Hidden within a maze of containers and factories in the Port of Vancouver, the Great Western Malting Company has been providing malt grains to brewers since 1934
(the year before prohibition ended). Over the decades, Great Western has grown from a local provider to one of the world's biggest, and thanks to a partnership through the United Malt Holdings, they carry partnerships in Canada, Australia, and the UK, making them part of the 4th largest malt supplier in the world.
For those that may not follow the world of beer, Great Western provides germinated malt to brewers. Germination is the process of increasing the water content of grain, then heating it. Repeating the process changes the type of malt, and the type of malt changes the color, flavor, and look of the malt. Brewers can then choose the type of malt they like, and when combined with varying levels of hops, new styles of beer emerge.

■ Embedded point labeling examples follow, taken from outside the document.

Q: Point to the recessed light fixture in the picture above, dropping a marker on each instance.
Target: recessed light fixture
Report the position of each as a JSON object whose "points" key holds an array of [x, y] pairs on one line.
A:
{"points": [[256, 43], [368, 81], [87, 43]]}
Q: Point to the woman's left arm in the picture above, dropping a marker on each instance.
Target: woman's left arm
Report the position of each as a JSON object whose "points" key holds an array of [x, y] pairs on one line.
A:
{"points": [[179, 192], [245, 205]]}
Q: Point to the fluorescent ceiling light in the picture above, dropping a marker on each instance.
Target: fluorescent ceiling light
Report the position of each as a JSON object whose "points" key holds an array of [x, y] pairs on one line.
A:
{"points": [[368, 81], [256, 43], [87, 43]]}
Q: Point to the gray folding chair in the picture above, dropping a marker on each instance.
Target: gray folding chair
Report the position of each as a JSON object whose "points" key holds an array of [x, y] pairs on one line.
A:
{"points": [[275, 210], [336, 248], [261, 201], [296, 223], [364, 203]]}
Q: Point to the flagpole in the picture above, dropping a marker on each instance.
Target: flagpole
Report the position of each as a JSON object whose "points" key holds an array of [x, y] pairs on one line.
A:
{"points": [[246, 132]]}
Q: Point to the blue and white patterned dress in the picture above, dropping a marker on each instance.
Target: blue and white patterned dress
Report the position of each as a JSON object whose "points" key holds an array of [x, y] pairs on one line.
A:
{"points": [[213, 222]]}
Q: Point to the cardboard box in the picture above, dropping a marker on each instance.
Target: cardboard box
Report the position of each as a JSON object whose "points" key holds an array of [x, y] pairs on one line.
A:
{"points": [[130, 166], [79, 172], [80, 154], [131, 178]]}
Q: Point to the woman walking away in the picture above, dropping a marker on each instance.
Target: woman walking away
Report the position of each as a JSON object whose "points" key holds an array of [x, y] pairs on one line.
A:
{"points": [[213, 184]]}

Last week I lucked into a tour of the facility with Director of North American & Business Development Jay Hamacheck and Plant Manager John Cuti.
“I have seen our business and focus grow from trying load malt into a customer's pickup every couple of weeks to being the focus and passion of this plant,” says Hamacheck. “Those same customers that took a pickup load every couple of weeks now take multiple bulk truck loads of malt each week.”
And grow it has. With 85 employees, 27 different SKUs, producing 125,000 metric tons of malt per year, the plant sends its malt via freighter to Asia, train throughout North America, and in some cases, pickup truck. One of the things that separates Great Western and helps make the Northwest some micro brew friendly is that Great Western is willing to experiment on new malts for brewers.
“We can hit the niche markets, we can do some pretty weird stuff,” says Cuti. “We can do stuff that is economically possible and gives the brewer a lot of options.”